Luiz Inacio Lula da Silva Image Credit: AFP

Sixteen years ago, Brazil was in crisis; its future uncertain. Our dreams of developing into one of the world’s most prosperous and democratic countries seemed imperilled. The idea that one day our citizens might enjoy the comfortable living standards of our peers in Europe or other western democracies seemed to be fading away. Less than two decades after dictatorship ended, some wounds from that period were still raw.

The Workers’ Party offered hope, an alternative that might turn these trends around. For this reason, above all, I believe, we triumphed at the ballot box in 2002. I became the first labour leader to be elected Brazil’s president. The markets were at first rattled by this development, but the ensuing economic growth put them at ease. In the years that followed, the Workers’ Party governments that I headed cut poverty by more than half in just eight years. In my two terms, the minimum wage increased 50 per cent.
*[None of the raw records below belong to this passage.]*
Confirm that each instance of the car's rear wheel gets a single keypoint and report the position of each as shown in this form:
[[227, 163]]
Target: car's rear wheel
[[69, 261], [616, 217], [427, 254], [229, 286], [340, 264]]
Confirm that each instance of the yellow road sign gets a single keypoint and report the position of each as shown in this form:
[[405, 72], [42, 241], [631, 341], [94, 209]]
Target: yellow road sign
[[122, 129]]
Our Bolsa Familia programme, which assisted impoverished families while simultaneously ensuring that children received quality education, won international renown. We proved that fighting poverty was a good economic policy.

Then this progress was interrupted. Not through the ballot box, although Brazil has free and fair elections. Instead, president Dilma Rousseff was impeached and removed from office for an action that even her opponents admitted was not an impeachable offence. Then, I, too, was sent to prison, after a dubious trial on corruption and money laundering charges.
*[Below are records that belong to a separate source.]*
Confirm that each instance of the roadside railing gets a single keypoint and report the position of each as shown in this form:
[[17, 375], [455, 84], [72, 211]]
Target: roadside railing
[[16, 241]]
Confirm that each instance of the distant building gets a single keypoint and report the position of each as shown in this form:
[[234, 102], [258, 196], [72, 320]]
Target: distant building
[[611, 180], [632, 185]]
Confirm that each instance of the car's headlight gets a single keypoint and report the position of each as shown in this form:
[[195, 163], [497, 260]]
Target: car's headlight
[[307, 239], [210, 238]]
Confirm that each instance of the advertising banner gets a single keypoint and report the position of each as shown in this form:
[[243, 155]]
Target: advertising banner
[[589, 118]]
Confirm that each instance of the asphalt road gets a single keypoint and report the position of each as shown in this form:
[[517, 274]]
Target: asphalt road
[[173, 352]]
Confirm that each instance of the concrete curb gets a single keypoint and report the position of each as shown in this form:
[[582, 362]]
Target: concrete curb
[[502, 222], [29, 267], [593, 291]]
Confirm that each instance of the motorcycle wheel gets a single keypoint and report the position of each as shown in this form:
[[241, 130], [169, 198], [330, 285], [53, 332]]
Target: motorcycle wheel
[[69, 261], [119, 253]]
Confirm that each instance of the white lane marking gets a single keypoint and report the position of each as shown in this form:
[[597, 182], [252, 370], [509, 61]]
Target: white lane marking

My imprisonment was the latest phase in a slow-motion coup designed to permanently marginalise progressive forces in Brazil. It is intended to prevent the Workers’ Party from again being elected to the presidency. With all the polls showing that I would easily win this October’s elections, Brazil’s extreme right-wing is seeking to knock me out of the race. My conviction and imprisonment is based solely on the testimony of a witness whose own sentence was reduced in exchange for what he said against me. In other words, it was in his personal interest to tell the authorities what they wanted to hear.

The right-wing forces that have seized power in Brazil have wasted no time in implementing their agenda. The deeply unpopular administration of President Michel Temer has approved a constitutional amendment that puts a 20-year cap on public spending and has enacted various changes to labour laws that will ease outsourcing and weaken workers’ bargaining rights and even their right to an eight-hour workday. The Temer government has also tried pension cuts.
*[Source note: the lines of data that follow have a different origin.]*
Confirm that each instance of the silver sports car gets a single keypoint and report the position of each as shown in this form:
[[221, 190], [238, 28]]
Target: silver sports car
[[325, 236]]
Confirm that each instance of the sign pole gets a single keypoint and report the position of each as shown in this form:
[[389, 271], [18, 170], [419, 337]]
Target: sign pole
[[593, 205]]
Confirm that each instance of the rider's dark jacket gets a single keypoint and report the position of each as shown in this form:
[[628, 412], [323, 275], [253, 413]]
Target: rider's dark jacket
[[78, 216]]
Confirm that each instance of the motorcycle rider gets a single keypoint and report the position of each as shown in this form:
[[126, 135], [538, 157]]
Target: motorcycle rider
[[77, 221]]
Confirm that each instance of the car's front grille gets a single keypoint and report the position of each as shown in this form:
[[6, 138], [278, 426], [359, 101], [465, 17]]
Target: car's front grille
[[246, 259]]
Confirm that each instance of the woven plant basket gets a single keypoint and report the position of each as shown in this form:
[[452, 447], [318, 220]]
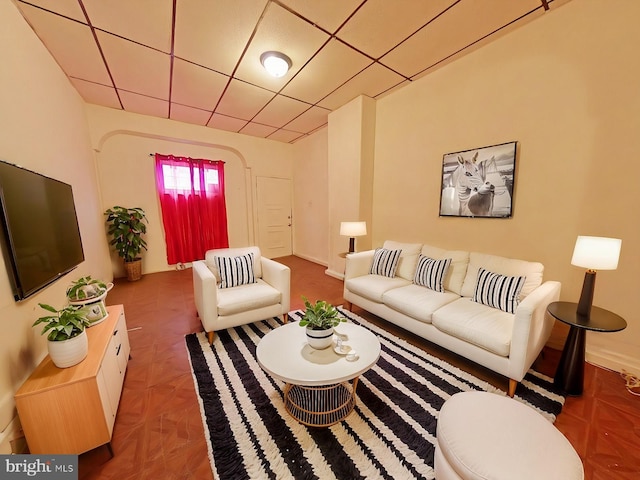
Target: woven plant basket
[[134, 270]]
Brazil’s conservatives have done much work to roll back the progress of our Workers’ Party governments, and they are determined to keep us from coming to office again in the near future. Their ally in this effort is Judge Sergio Moro and his prosecutorial team, who have resorted to taping and leaking private phone conversations that I have had with my family and with my lawyer, including an illegally tapped conversation. They created a media show by having me arrested and subjected to a “perp walk” as they accused me of being the “mastermind” of a vast corruption scheme. These appalling details are rarely recounted in the major news media.

Moro has been lionised by Brazil’s right-wing news media. He has become untouchable. But the real issue isn’t Moro; it’s those who elevated him to this untouchable status: Right-wing, neoliberal elites who have always been opposed to our struggle for greater social justice and equality in Brazil.

I don’t believe that the majority of Brazilians approved that elitist agenda. That’s why, while I may be in jail today, I am running for president, and why the polls show that if the elections were held today, I would win. Millions of Brazilians understand that my jailing has nothing to do with corruption, and they understand that I am where I am merely for political reasons.

I do not worry for myself. I have been in jail before, under Brazil’s military dictatorship, for nothing more than defending workers’ rights. That dictatorship fell. The people who are abusing their power today will also fall.

I don’t ask to be above the law, but a trial must be fair and impartial. These right-wing forces convicted me, imprisoned me, ignored the overwhelming evidence of my innocence and denied me habeas corpus only to try to stop me from running for the presidency. I ask for respect for democracy. If they want to defeat me for real, do it in the elections. According to the Brazilian Constitution, the power comes from the people, who elect their representatives. So let the Brazilian people decide. I have faith that justice will prevail, but time is running against democracy.

— New York Times News Service

Luiz Inacio Lula da Silva was the 35th president of Brazil (2003 to 2011).